Oh! I cannot be a slave, I will not be a slave,
For I'm so fond of liberty,
That I cannot be a slave.[25]
The frequency with which US and Canadian labour organisations used the term "wage slavery" declined in the late 19th century and it became less synonymous with "wage labour", according to Helga Hallgrimsdottir and Cecilia Benoit
In Google's sample of English-language books the frequency of use of the terms "wage slave", "wage slavery", "wage-slave", and "wage-slavery" becomes significant around 1870 and peaks around 1920

Noam Chomsky has said that:

As long as individuals are compelled to rent themselves on the market to those who are willing to hire them, as long as their role in production is simply that of ancillary tools, then there are striking elements of coercion and oppression that make talk of democracy very limited, if even meaningful…[26]

General historical points

According to Encyclopedia Britannica, the range of occupations and status positions held by chattel slaves has been nearly as broad as that held by free persons. This could be interpreted as indicating some similarities between chattel slavery and wage slavery.[27]

Anthropologist David Graeber says the first wage labor contracts we know about—whether in ancient Greece or Rome, or in the Malay or Swahili city states in the Indian ocean—were in fact contracts for the rental of chattel slaves (usually the owner would receive a share of the money, and the slave, another, with which to maintain his or her living expenses.) Such arrangements were quite common in New World slavery as well, whether in the United States or Brazil. The Black liberationist and Marxist C. L. R. James contended that most of the techniques of human organization employed on factory workers during the industrial revolution were first developed on slave plantations.[28]

Psychological effects of wage labour

Investigative journalist Robert Kuttner in Everything for Sale, analyzes the work of public-Health scholars Jeffrey Johnson and Ellen Hall about modern conditions of work, and concludes that "to be in a life situation where one experiences relentless demands by others, over which one has relatively little control, is to be at risk of poor health, physically as well as mentally." Accoding to Kuttner, "Epidemiological data confirm that [under wage labor], lower-paid, lower-status workers are more likely to experience the most clinically damaging forms of stress, in part because they have less control over their work."[29]

It has also been contended that wage labour "implies erosion of the human personality… [because] some men submit to the will of others, arousing in these instincts which predispose them to cruelty and indifference in the face of the suffering of their fellows."[30]

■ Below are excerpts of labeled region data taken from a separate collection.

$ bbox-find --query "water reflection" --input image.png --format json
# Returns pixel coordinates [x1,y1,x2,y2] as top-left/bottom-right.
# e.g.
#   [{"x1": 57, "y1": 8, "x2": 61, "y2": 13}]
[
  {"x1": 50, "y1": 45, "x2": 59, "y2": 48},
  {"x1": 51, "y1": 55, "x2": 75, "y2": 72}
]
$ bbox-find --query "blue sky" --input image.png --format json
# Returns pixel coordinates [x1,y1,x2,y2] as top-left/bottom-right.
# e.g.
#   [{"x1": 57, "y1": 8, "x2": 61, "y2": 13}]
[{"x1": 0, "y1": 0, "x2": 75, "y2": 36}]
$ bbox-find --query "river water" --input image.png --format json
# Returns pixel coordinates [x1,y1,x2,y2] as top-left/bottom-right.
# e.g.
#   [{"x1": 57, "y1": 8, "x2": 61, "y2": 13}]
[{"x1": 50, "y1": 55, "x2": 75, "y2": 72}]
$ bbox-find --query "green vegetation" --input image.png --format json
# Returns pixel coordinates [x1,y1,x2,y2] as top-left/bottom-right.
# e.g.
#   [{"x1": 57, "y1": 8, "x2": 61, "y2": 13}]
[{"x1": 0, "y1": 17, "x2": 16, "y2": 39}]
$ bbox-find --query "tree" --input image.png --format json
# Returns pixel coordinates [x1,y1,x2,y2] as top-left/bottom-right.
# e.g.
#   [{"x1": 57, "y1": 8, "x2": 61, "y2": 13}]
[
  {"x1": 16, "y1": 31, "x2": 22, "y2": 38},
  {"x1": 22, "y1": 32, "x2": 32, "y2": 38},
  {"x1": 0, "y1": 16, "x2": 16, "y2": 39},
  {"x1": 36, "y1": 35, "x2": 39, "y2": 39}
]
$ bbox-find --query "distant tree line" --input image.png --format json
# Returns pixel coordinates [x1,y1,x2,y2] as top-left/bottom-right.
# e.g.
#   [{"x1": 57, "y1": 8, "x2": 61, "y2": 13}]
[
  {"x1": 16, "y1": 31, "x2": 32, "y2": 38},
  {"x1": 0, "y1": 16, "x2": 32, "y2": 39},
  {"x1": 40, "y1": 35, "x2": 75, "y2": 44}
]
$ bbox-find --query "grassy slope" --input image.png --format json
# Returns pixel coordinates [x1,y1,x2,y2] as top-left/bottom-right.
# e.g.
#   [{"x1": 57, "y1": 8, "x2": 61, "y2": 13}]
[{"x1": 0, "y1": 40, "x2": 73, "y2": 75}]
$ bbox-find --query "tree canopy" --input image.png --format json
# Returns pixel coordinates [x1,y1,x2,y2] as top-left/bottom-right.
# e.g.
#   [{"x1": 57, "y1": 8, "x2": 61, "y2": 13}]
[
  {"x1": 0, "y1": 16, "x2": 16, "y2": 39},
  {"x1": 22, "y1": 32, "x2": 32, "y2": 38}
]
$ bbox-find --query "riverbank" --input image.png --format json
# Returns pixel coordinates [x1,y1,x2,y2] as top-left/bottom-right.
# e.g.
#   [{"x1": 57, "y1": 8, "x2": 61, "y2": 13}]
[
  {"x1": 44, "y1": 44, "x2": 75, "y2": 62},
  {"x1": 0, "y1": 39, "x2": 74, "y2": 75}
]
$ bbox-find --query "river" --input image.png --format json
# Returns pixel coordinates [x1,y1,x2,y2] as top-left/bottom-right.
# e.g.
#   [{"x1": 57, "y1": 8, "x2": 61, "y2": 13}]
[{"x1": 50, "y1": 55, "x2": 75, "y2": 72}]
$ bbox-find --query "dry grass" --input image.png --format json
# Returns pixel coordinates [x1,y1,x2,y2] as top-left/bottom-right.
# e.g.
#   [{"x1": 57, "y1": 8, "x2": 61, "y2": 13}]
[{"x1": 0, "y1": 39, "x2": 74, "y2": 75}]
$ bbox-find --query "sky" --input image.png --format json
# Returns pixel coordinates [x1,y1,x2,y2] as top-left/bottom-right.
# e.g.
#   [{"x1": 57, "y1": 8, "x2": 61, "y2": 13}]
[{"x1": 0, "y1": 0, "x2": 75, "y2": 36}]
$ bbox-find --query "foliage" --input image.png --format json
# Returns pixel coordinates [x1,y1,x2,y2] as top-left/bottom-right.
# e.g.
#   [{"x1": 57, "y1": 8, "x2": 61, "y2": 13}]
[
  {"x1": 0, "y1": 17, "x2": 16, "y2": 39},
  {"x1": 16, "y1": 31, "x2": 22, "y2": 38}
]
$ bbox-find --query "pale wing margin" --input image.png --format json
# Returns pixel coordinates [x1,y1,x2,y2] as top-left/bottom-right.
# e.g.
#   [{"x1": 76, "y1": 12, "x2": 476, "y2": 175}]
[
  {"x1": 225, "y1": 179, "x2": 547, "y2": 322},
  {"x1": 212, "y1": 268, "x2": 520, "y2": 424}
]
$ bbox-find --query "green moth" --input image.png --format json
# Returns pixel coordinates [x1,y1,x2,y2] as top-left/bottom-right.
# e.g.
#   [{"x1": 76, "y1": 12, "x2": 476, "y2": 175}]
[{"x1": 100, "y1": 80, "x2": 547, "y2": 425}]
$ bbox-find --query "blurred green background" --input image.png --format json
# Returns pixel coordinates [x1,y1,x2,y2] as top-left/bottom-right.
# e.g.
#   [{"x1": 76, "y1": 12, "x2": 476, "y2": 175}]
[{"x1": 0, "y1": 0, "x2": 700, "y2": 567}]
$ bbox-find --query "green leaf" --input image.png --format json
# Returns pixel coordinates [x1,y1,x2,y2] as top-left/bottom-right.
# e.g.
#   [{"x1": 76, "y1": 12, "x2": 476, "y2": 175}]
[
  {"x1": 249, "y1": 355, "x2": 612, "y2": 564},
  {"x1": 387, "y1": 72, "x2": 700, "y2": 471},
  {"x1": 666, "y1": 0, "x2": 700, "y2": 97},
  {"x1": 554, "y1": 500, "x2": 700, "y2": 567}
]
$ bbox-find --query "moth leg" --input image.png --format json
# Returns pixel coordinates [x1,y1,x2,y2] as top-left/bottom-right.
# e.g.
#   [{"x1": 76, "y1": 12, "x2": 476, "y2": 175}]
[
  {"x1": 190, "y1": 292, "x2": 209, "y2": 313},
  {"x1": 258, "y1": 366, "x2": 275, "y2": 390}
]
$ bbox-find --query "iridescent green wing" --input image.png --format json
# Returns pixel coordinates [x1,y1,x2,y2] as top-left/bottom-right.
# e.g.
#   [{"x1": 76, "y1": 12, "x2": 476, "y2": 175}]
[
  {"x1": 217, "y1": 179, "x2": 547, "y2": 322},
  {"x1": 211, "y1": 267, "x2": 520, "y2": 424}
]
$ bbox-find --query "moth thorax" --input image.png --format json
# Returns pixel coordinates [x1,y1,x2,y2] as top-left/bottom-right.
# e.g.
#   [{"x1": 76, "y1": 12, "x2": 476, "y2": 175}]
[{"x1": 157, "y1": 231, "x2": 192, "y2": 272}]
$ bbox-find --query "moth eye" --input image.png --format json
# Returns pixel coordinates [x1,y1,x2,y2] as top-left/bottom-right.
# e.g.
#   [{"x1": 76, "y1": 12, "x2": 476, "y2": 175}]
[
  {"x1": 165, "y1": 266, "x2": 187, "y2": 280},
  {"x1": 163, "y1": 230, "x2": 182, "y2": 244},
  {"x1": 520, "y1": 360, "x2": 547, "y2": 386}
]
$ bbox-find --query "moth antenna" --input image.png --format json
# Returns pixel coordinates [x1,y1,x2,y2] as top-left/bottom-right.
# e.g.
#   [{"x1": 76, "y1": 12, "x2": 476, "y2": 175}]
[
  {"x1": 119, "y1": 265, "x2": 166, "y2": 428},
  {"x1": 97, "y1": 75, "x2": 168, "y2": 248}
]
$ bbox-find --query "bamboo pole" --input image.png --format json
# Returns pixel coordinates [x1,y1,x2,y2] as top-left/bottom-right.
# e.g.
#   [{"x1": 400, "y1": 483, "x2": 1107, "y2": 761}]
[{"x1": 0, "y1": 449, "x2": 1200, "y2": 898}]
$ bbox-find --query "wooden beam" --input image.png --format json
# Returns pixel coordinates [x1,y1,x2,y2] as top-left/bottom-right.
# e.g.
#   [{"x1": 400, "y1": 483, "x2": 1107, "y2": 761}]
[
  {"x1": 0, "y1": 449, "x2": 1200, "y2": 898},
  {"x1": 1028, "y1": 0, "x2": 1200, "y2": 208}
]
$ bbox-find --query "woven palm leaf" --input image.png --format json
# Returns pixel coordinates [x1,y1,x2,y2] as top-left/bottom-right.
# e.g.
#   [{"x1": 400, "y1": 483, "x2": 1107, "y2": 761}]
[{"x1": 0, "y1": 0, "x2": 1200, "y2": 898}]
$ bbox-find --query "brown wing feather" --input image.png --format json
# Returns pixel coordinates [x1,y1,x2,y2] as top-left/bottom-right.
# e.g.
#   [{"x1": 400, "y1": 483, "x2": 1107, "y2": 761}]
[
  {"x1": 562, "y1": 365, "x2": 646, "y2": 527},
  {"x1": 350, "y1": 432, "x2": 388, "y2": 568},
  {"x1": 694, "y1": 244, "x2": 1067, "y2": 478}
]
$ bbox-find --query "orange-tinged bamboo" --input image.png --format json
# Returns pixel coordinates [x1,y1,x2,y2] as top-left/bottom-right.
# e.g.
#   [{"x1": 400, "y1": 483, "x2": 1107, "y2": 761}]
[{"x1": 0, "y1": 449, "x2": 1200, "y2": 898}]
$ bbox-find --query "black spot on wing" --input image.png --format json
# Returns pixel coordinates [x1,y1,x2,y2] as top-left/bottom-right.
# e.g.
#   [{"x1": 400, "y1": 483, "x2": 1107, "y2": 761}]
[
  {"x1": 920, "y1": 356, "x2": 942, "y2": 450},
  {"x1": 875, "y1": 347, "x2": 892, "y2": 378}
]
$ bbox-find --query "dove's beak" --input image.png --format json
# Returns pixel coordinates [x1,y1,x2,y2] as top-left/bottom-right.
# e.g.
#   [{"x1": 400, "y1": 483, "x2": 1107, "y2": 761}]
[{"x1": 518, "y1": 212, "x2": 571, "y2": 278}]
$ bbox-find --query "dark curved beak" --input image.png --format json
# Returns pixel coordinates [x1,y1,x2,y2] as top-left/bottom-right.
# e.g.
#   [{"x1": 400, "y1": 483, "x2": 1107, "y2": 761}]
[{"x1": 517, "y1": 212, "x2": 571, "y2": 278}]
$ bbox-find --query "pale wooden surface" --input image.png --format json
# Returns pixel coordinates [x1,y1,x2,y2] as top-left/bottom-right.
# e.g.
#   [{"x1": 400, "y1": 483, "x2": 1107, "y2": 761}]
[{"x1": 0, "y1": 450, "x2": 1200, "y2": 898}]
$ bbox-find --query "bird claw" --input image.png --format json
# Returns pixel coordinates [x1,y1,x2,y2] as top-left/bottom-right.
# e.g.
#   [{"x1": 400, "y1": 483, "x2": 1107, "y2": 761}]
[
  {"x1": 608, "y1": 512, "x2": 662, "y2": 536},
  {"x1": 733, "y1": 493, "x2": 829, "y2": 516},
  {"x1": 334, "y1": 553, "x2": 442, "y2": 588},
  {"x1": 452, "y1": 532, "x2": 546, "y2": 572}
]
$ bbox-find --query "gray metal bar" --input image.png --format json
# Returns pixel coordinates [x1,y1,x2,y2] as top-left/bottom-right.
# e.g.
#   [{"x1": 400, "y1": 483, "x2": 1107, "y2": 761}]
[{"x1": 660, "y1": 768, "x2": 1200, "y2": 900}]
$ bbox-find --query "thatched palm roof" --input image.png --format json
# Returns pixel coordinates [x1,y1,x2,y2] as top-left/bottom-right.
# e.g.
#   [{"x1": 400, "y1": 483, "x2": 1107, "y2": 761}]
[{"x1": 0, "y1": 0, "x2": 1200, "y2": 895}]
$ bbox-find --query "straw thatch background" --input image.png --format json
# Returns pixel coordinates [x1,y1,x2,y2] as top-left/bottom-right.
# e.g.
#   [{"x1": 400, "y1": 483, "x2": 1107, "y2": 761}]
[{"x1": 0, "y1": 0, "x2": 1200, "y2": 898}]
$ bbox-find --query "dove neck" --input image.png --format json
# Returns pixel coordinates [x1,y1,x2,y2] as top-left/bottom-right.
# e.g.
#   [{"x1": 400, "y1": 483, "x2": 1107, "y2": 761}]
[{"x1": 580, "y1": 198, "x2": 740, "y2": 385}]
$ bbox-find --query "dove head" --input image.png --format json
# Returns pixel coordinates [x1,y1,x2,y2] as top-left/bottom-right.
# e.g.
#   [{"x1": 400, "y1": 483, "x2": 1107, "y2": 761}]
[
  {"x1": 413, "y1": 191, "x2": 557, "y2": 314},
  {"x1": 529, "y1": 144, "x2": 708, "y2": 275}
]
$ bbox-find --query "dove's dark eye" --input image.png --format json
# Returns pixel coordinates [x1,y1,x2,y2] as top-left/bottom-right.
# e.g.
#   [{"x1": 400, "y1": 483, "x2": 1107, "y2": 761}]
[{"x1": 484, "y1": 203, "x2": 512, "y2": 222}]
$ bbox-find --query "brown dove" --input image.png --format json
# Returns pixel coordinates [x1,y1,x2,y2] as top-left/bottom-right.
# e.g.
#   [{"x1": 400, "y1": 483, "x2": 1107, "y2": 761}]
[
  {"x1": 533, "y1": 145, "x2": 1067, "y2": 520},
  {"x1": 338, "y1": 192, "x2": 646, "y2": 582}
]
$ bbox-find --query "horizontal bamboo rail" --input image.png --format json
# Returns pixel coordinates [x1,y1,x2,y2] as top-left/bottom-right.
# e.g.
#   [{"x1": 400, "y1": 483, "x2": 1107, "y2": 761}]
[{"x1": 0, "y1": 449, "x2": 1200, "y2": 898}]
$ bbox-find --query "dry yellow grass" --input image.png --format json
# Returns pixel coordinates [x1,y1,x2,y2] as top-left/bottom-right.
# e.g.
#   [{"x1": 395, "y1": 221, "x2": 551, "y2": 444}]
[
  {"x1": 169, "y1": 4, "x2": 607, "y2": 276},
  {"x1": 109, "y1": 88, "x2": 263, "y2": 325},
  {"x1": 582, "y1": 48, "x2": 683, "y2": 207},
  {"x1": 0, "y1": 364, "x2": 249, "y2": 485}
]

Erich Fromm noted that if a person perceives himself as being what he owns, then when that person loses (or even thinks of losing) what he "owns" (e.g. the good looks or sharp mind that allow him to sell his labor for high wages), then, a fear of loss may create anxiety and authoritarian tendencies because that person's sense of identity is threatened. In contrast, when a person's sense of self is based on what he experiences in a state of being (creativity, ego or loss of ego, love, sadness, taste, sight etc.) with a less materialistic regard for what he once had and lost, or may lose, then less authoritarian tendencies prevail. The state of being, in his view, flourishes under a worker-managed workplace and economy, whereas self-ownership entails a materialistic notion of self, created to rationalize the lack of worker control that would allow for a state of being.[31]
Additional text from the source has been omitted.